How about also seeing her as the Amelia Bedelia of her day??
I take my lead from NT scholar Dr. Craig Koester’s essay Comedy, Humor and the Gospel of John, found in the book Word, Theology and Community in John, edited by John Painter, R. Alan Culpepper, and Fernando F. Segovia (2002, Chalice Press)
Koester notes that it’s just like the Jesus-Nicodemus encounter of the previous chapter in John. There, Nicodemus can’t wrap his mind around the concept of being born again, because how can a grown man re-enter his mother’s womb? Here, the Samaritan woman can't understand the nature of the "living water" that Jesus offers her lonely, spurned soul. In v. 11, she wonders how a man without a bucket can make this offer. When Jesus responds in v. 13-14 that everyone who drinks of the water he gives will never be thirsty but will have eternal life she responds excitedly in v. 15 that she indeed wants this water so she’ll never be thirsty or have to come to this well ever again.
Koester goes on to note we readers know what Jesus is talking about when he mentions "living water," and we expect them both to next launch into a theological discussion on the topic. But no! It becomes an Amelia Bedelia-type comedy as the Samaritan woman can't move beyond overly literal thinking even as it leads to ridiculous conclusions - water from a man who doesn't bring a bucket and magical plumbing ending trips to the well.

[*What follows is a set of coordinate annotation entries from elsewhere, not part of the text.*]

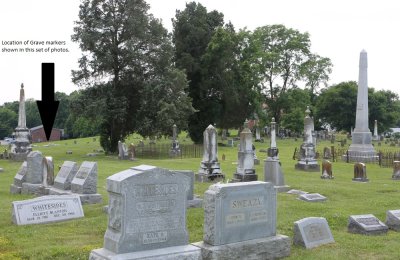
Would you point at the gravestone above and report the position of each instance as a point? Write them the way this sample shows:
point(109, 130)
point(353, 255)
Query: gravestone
point(122, 151)
point(192, 201)
point(366, 225)
point(327, 153)
point(65, 175)
point(272, 166)
point(393, 219)
point(22, 145)
point(327, 170)
point(147, 216)
point(296, 192)
point(209, 167)
point(312, 197)
point(19, 178)
point(245, 170)
point(307, 160)
point(312, 232)
point(85, 183)
point(240, 222)
point(46, 209)
point(396, 170)
point(360, 172)
point(361, 149)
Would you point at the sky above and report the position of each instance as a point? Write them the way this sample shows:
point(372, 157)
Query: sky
point(339, 30)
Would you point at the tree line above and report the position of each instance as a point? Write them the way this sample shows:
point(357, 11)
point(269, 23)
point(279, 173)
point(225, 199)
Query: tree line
point(135, 76)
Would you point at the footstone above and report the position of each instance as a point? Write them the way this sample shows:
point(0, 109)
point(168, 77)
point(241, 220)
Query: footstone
point(65, 175)
point(312, 197)
point(366, 225)
point(262, 248)
point(393, 219)
point(147, 216)
point(46, 209)
point(85, 180)
point(312, 232)
point(297, 192)
point(239, 211)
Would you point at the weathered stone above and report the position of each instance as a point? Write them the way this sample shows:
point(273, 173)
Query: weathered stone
point(312, 232)
point(245, 170)
point(308, 160)
point(209, 167)
point(65, 175)
point(396, 170)
point(393, 219)
point(361, 149)
point(274, 247)
point(239, 211)
point(366, 225)
point(312, 197)
point(46, 209)
point(360, 172)
point(85, 180)
point(146, 210)
point(327, 170)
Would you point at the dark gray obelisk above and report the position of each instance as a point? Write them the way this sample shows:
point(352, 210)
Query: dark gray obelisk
point(22, 145)
point(361, 149)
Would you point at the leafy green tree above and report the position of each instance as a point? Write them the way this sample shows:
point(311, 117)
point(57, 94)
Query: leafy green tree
point(8, 122)
point(125, 52)
point(281, 59)
point(192, 31)
point(336, 105)
point(295, 101)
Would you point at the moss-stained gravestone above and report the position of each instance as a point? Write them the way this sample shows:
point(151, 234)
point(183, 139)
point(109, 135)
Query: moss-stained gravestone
point(147, 216)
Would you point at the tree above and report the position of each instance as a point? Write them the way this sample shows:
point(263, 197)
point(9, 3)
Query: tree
point(295, 101)
point(281, 59)
point(192, 31)
point(336, 106)
point(226, 75)
point(125, 51)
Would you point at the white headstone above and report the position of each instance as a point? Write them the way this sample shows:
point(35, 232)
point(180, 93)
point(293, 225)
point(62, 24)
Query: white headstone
point(46, 209)
point(312, 232)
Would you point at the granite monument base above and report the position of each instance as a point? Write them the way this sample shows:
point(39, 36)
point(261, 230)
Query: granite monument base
point(187, 252)
point(307, 166)
point(262, 248)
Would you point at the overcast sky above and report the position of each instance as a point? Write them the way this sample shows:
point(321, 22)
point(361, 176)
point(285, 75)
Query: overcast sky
point(338, 29)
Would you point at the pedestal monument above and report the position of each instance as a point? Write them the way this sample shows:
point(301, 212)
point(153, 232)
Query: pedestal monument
point(361, 149)
point(272, 165)
point(307, 160)
point(22, 145)
point(245, 170)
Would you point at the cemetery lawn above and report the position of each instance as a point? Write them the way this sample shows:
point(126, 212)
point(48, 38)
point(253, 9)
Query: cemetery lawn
point(75, 239)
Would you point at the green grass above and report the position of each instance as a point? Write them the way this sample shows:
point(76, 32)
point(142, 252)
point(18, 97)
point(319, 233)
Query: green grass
point(76, 238)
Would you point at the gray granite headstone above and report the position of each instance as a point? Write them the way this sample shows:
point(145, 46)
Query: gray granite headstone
point(312, 232)
point(19, 178)
point(147, 213)
point(85, 180)
point(239, 211)
point(296, 192)
point(393, 219)
point(312, 197)
point(65, 175)
point(46, 209)
point(366, 225)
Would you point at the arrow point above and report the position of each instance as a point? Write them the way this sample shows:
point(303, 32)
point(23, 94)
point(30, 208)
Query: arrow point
point(47, 111)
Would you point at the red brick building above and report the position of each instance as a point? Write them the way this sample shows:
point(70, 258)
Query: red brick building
point(38, 134)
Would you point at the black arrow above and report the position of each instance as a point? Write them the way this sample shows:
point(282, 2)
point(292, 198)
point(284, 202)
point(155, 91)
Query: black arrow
point(47, 107)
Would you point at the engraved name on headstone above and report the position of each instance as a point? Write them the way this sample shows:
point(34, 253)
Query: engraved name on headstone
point(312, 232)
point(366, 225)
point(45, 209)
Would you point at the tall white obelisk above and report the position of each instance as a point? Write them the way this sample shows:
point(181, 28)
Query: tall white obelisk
point(361, 148)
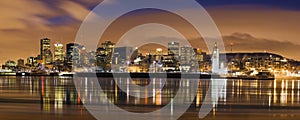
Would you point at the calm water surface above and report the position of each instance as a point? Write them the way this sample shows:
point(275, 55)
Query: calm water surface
point(57, 98)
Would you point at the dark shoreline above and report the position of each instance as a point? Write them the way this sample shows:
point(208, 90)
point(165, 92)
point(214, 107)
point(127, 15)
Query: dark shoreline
point(146, 75)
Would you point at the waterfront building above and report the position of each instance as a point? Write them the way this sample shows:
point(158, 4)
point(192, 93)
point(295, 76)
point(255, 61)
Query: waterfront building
point(72, 53)
point(45, 51)
point(21, 63)
point(173, 49)
point(58, 52)
point(186, 58)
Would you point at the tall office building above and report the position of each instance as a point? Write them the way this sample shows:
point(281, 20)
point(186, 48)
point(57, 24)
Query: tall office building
point(45, 51)
point(215, 59)
point(186, 55)
point(58, 52)
point(158, 54)
point(173, 49)
point(124, 54)
point(72, 53)
point(108, 46)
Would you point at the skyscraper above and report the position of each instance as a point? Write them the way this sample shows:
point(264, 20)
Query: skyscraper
point(72, 52)
point(124, 54)
point(58, 52)
point(215, 59)
point(173, 49)
point(45, 51)
point(186, 55)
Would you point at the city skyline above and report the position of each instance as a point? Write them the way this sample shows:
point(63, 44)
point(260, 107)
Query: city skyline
point(250, 26)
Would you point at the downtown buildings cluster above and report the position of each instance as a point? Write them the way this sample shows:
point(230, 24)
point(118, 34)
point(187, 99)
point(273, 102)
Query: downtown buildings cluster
point(109, 58)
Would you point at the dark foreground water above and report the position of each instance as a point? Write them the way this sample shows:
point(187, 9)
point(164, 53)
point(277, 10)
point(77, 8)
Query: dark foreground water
point(36, 98)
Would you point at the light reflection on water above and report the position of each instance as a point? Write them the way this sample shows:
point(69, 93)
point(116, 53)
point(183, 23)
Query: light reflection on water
point(55, 94)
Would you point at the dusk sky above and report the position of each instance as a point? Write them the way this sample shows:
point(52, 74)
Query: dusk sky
point(251, 25)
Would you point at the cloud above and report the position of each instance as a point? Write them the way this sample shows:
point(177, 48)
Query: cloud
point(74, 9)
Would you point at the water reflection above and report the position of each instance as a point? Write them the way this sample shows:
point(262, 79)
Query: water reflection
point(54, 94)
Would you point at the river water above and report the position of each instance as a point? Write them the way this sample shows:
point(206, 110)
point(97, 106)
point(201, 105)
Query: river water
point(42, 97)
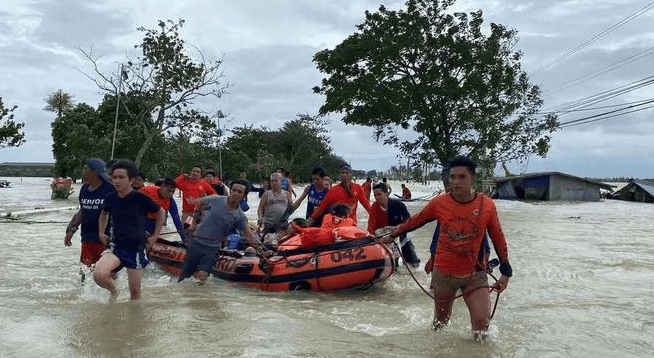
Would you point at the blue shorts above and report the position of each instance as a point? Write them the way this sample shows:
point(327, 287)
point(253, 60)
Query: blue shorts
point(130, 257)
point(199, 257)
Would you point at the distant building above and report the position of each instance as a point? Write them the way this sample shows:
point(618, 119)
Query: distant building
point(637, 190)
point(548, 186)
point(13, 169)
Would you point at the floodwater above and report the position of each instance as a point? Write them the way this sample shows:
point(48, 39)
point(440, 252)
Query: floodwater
point(582, 287)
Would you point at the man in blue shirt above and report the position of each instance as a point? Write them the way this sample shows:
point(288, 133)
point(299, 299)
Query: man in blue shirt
point(91, 198)
point(128, 210)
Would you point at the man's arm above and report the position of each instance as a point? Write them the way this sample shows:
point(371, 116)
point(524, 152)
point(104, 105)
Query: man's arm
point(174, 213)
point(161, 216)
point(72, 227)
point(426, 215)
point(262, 208)
point(297, 203)
point(362, 199)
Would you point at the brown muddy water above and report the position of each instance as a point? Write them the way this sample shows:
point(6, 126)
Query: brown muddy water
point(582, 287)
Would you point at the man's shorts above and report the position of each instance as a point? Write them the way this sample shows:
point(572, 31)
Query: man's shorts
point(199, 257)
point(466, 284)
point(130, 257)
point(91, 252)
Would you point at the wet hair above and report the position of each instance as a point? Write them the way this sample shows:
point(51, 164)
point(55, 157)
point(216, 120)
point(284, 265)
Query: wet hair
point(128, 165)
point(382, 187)
point(300, 222)
point(462, 161)
point(240, 182)
point(275, 175)
point(319, 171)
point(168, 182)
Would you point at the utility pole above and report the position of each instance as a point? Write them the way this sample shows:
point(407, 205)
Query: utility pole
point(121, 73)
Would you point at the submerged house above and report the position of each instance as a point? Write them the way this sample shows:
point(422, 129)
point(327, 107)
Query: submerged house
point(548, 186)
point(637, 190)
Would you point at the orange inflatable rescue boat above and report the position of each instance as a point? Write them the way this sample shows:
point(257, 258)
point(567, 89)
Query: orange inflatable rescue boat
point(315, 259)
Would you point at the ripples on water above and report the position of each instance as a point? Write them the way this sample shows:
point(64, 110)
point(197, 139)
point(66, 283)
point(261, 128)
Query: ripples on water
point(584, 275)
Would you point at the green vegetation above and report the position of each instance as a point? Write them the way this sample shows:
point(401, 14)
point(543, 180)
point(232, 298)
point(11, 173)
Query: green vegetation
point(459, 86)
point(10, 131)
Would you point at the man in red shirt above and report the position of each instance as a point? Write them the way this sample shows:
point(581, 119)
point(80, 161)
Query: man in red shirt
point(464, 217)
point(406, 193)
point(345, 193)
point(193, 188)
point(163, 195)
point(367, 187)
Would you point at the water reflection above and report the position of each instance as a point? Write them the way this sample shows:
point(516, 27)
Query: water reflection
point(584, 274)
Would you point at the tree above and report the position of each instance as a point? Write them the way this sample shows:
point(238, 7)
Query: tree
point(58, 102)
point(460, 88)
point(77, 134)
point(10, 131)
point(166, 80)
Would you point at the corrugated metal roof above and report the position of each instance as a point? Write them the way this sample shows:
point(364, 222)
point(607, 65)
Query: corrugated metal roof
point(647, 186)
point(19, 164)
point(538, 174)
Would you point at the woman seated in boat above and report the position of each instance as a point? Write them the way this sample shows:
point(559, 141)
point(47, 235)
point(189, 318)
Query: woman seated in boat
point(338, 217)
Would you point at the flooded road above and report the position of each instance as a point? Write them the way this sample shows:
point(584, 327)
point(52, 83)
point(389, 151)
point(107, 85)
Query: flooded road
point(582, 287)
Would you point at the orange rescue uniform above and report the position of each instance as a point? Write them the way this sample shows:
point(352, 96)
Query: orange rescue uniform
point(462, 229)
point(192, 191)
point(337, 195)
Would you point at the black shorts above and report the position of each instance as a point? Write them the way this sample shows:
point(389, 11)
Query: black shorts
point(199, 257)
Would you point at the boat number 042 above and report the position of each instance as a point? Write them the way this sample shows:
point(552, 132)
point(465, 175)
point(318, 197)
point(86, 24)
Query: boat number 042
point(349, 254)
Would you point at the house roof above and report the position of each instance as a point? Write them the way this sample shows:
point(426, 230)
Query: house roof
point(646, 185)
point(31, 164)
point(542, 174)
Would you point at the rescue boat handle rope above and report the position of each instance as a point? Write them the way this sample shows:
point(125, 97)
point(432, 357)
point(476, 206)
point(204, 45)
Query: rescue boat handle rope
point(497, 298)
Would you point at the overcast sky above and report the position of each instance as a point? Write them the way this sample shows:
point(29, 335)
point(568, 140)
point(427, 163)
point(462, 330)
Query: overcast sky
point(268, 48)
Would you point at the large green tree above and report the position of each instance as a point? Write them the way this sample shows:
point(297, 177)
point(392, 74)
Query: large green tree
point(58, 102)
point(459, 86)
point(77, 134)
point(11, 134)
point(167, 80)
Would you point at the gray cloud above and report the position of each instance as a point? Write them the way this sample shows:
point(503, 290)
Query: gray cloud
point(268, 51)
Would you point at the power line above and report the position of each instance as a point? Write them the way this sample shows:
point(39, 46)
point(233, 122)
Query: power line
point(609, 68)
point(609, 114)
point(603, 96)
point(598, 36)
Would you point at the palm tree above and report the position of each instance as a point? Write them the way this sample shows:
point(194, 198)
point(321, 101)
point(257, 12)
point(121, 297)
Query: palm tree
point(58, 102)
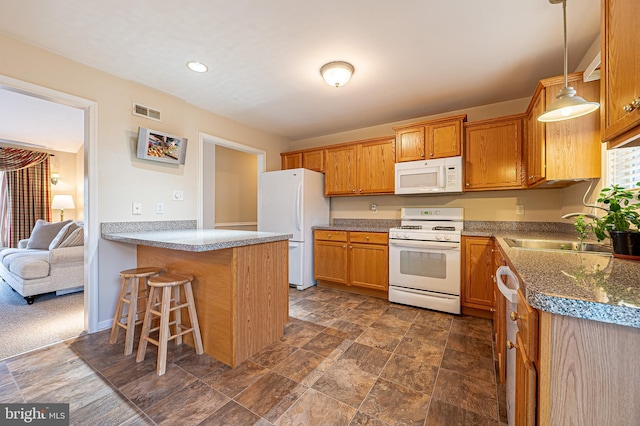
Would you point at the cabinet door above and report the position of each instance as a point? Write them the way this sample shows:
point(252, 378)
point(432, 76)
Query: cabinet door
point(493, 155)
point(526, 385)
point(291, 161)
point(376, 168)
point(410, 144)
point(620, 68)
point(369, 266)
point(313, 160)
point(444, 139)
point(340, 170)
point(536, 142)
point(500, 319)
point(330, 261)
point(478, 267)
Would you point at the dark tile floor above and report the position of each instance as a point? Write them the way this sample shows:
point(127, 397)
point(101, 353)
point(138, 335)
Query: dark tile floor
point(344, 360)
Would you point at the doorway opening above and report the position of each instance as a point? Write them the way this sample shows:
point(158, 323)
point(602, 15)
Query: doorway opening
point(228, 180)
point(84, 189)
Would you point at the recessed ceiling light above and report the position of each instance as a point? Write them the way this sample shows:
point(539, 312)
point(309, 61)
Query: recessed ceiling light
point(197, 66)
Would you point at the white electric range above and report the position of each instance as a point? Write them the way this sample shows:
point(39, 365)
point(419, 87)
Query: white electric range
point(424, 258)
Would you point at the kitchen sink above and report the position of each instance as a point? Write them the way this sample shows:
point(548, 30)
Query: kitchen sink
point(554, 245)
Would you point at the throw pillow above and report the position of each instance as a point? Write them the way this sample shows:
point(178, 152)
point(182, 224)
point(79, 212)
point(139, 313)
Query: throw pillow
point(76, 238)
point(64, 233)
point(44, 232)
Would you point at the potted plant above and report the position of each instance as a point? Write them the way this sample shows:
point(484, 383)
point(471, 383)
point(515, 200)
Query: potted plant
point(621, 222)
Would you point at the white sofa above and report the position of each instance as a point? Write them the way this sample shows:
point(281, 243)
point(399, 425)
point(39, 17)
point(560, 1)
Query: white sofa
point(59, 267)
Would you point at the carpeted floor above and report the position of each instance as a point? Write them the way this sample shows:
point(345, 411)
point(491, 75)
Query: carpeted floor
point(51, 319)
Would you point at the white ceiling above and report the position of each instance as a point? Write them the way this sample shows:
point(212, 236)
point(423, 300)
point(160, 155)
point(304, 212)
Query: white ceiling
point(412, 57)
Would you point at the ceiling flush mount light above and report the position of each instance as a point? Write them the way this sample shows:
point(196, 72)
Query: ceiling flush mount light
point(197, 66)
point(337, 73)
point(567, 105)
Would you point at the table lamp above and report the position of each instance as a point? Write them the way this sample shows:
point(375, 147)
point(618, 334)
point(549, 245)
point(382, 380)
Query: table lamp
point(61, 202)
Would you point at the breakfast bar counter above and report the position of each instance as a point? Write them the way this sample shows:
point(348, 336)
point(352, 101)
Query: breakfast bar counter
point(240, 283)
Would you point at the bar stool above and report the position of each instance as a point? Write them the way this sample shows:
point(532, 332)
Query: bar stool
point(160, 303)
point(132, 290)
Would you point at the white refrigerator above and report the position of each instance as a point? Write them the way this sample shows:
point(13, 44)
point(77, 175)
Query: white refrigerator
point(292, 202)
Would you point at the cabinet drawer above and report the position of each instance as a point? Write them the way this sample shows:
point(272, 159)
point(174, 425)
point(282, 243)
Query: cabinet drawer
point(369, 237)
point(527, 318)
point(330, 235)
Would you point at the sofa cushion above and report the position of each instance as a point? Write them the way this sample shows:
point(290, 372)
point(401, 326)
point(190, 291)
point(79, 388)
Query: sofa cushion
point(29, 266)
point(43, 233)
point(76, 238)
point(62, 234)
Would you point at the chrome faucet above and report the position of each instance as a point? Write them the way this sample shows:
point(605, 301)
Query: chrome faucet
point(589, 215)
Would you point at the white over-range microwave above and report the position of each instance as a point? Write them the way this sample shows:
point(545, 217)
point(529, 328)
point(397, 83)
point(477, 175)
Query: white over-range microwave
point(424, 177)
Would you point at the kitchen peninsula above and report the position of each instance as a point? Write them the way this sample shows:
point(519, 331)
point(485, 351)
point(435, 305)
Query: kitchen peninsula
point(240, 282)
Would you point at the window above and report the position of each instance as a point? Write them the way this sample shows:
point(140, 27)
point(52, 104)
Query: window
point(624, 167)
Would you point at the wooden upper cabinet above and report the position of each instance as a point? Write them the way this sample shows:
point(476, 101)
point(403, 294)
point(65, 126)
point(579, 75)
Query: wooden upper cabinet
point(493, 154)
point(308, 159)
point(376, 170)
point(620, 46)
point(535, 141)
point(444, 139)
point(410, 144)
point(359, 168)
point(340, 170)
point(313, 160)
point(429, 139)
point(291, 160)
point(561, 152)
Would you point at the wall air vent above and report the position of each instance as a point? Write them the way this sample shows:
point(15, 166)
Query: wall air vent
point(146, 112)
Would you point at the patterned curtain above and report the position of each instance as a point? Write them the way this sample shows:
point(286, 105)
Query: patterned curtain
point(12, 159)
point(29, 199)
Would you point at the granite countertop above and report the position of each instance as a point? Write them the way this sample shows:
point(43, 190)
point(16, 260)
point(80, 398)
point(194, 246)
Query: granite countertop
point(196, 240)
point(584, 285)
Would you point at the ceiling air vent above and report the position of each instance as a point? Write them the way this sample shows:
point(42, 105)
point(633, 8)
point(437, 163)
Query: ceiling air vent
point(143, 111)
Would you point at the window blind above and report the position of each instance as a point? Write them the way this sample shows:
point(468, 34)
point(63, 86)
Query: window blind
point(624, 166)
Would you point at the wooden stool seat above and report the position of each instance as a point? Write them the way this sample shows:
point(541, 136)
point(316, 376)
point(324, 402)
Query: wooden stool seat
point(131, 291)
point(165, 299)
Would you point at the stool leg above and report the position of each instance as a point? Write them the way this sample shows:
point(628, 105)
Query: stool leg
point(177, 316)
point(146, 325)
point(116, 318)
point(197, 339)
point(164, 330)
point(131, 316)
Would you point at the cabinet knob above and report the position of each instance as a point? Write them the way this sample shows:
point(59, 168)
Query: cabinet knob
point(633, 105)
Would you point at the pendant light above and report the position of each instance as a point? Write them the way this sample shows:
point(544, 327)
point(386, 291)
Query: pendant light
point(567, 105)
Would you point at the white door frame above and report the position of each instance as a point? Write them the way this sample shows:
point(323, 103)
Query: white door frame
point(91, 225)
point(205, 138)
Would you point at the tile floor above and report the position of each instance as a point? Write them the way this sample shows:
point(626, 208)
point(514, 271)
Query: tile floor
point(344, 360)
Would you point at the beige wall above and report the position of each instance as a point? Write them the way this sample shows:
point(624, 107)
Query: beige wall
point(236, 190)
point(123, 178)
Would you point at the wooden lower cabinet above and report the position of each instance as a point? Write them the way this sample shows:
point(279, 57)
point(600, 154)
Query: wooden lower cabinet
point(359, 262)
point(477, 273)
point(526, 386)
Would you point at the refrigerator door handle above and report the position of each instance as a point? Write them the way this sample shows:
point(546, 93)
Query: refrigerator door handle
point(298, 206)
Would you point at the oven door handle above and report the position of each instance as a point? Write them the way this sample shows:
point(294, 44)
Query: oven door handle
point(425, 245)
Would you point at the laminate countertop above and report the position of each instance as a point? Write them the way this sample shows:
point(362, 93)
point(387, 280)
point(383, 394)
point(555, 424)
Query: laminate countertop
point(583, 285)
point(196, 240)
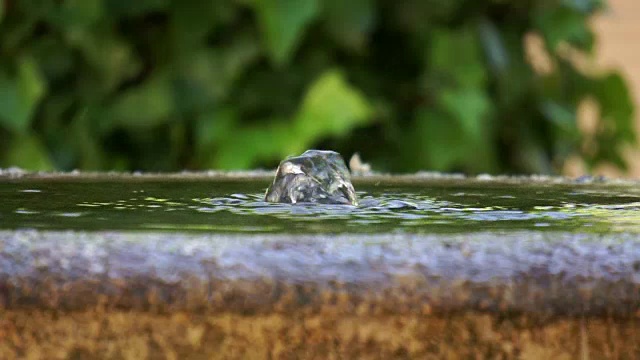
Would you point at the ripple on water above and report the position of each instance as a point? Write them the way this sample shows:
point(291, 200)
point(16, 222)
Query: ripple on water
point(393, 209)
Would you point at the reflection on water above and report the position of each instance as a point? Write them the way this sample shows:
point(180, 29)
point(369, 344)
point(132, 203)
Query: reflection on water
point(458, 206)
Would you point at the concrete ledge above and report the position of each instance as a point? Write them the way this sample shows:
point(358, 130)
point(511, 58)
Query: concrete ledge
point(550, 274)
point(77, 295)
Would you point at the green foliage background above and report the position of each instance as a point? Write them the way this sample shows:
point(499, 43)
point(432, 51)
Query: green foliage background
point(232, 84)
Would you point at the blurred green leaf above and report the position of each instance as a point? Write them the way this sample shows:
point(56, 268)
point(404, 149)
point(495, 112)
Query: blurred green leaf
point(250, 144)
point(493, 45)
point(438, 140)
point(616, 105)
point(20, 96)
point(143, 106)
point(563, 116)
point(330, 107)
point(455, 56)
point(192, 20)
point(469, 107)
point(282, 23)
point(135, 8)
point(28, 152)
point(349, 21)
point(77, 15)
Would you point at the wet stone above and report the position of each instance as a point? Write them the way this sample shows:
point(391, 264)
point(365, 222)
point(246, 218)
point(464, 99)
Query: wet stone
point(316, 176)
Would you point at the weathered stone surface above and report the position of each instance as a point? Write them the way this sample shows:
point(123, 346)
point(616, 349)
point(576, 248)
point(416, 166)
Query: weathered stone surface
point(316, 176)
point(334, 333)
point(542, 274)
point(104, 295)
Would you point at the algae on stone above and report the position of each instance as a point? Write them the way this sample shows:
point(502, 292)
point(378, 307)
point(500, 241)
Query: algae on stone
point(316, 176)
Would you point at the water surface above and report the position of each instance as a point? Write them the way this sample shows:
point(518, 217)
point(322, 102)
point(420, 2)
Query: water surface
point(236, 206)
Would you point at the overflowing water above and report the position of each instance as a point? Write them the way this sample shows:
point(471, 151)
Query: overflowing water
point(206, 205)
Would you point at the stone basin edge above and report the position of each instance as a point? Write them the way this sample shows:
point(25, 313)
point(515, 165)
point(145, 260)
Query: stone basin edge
point(544, 274)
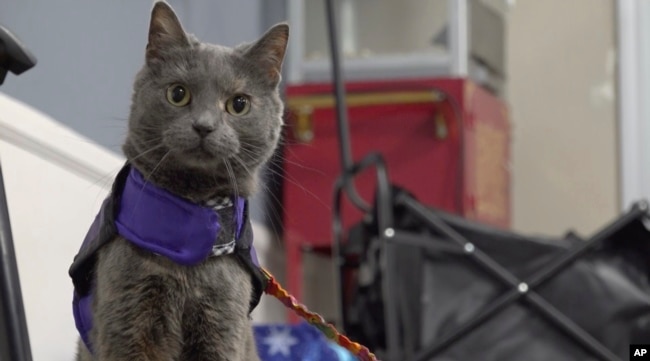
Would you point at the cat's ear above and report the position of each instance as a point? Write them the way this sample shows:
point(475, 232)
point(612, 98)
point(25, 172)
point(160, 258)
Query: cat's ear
point(268, 52)
point(165, 31)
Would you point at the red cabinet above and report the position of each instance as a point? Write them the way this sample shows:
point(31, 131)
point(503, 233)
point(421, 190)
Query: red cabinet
point(445, 140)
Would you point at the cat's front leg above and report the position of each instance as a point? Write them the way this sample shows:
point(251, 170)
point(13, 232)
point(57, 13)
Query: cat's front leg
point(137, 312)
point(216, 321)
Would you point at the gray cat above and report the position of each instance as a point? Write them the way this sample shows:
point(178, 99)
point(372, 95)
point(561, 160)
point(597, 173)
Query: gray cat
point(203, 119)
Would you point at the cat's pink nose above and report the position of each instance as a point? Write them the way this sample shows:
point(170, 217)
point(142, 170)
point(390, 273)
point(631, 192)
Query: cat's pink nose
point(203, 129)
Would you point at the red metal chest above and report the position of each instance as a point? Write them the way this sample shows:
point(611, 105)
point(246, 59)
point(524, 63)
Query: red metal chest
point(445, 140)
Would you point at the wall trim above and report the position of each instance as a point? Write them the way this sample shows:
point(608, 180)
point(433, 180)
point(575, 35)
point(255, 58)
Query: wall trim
point(630, 135)
point(39, 134)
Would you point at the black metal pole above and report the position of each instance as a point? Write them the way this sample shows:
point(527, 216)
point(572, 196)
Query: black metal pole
point(12, 303)
point(15, 346)
point(341, 108)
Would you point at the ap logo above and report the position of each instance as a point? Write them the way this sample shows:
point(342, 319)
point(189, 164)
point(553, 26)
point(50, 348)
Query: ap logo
point(639, 352)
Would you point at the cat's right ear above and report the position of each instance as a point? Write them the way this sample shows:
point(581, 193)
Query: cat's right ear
point(165, 32)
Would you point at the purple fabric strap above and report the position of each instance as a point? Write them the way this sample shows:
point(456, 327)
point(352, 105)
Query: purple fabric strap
point(162, 223)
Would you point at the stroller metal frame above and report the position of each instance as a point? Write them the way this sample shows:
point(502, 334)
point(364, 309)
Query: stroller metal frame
point(519, 290)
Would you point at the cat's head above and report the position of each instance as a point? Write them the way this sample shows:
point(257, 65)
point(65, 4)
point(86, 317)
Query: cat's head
point(205, 117)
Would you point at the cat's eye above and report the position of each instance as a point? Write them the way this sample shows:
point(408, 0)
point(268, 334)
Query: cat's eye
point(238, 105)
point(178, 95)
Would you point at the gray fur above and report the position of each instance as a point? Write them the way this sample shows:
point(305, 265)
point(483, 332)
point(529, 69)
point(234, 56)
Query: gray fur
point(146, 307)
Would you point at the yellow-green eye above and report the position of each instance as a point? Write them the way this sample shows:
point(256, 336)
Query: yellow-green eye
point(178, 95)
point(238, 105)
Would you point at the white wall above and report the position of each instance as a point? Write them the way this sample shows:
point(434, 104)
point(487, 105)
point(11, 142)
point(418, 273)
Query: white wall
point(563, 99)
point(55, 181)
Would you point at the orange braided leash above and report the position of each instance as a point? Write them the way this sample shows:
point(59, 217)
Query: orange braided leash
point(274, 289)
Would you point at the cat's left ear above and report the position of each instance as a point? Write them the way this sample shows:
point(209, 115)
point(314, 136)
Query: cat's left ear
point(165, 32)
point(268, 52)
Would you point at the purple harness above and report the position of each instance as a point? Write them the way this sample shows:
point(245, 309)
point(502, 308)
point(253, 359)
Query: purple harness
point(164, 224)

Looking at the story this way, with our comic lenses, it's all pretty funny! And, actually, helps us grow confidence in our faith, as we are playfully invited to feel one step ahead of the woman in her journey to understanding. It's not a haughty superiority but, as Koester suggests, a feeling of relief and greater love for Jesus and compassion for our fellow disciples. Like the woman, we, too, have been confused by what Jesus has been trying to say to us, and we, too have and will say silly laughable things in our efforts to understand the deeper truths. And will nevertheless continue to be invited with great joy into Kingdom Community.
This story invites us to laugh at ourselves as we laugh at this comical "other," and rejoice in the fact that despite the confusion and chaos, things doesn’t end with dissolution of community but instead lead to its expansion. Later in the story, the woman, now sort-of getting what Jesus is talking about ("Come and see a man who told me everything I have ever done! He cannot be the Messiah, can he?" v. 29), brings the whole town to come and hear him, and to believe. And, indeed, they do, saying, "It is no longer because of what you (the woman) said that we believe, for we have heard for ourselves and we know that this is truly the Savior of the world." (vs. 42)
You can't help but smile and shake your head wondering…knowing…that sometime, frequently, these villagers are going to miss the boat like the woman, and rest of us, taking literally something deep Jesus is metaphorically trying to say, like "All who would be my followers take up your cross and follow me."